Volatile Organic Compounds (VOCs)

Volatile organic compounds consist of a number of different chemicals including hydrocarbons (eg methane), which are released during the production, refining, storage and combustion of fossil fuels. The largest environmental risks of VOCs are due to the presence of benzene and 1,3-butadiene, which are both carcinogens and are easily inhaled due to their volatile nature. Other chemicals in this category are responsible for the production of tropospheric ozone, which is toxic even in low concentrations.

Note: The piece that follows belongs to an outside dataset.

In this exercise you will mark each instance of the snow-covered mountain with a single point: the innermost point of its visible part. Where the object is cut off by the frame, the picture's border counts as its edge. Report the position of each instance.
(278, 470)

Methane is a significant greenhouse gas and is released during the drilling for oil and gas and during the combustion of petroleum products. Around 5% of methane emissions are due to the production and use of fuels used for road transport.


Tropospheric Ozone (O3)

In the stratosphere, ozone absorbs ultraviolet light, therefore reducing the number of harmful rays reaching living organisms at the Earth’s surface. However, at ground level (the troposphere), ozone is toxic to animals and plants. Ozone is thought to be responsible for aggravating human respiratory disease and is known to reduce crop yields.

While the concentration of stratospheric ozone is being depleted by the action of chlorofluorocarbons and other chemicals, exhaust emissions from road vehicles are increasing the concentration of ozone at ground level. Although there are a number of sources of man-made tropospheric ozone, transport is known to be a major contributor of emissions through the action of sunlight on emitted VOCs.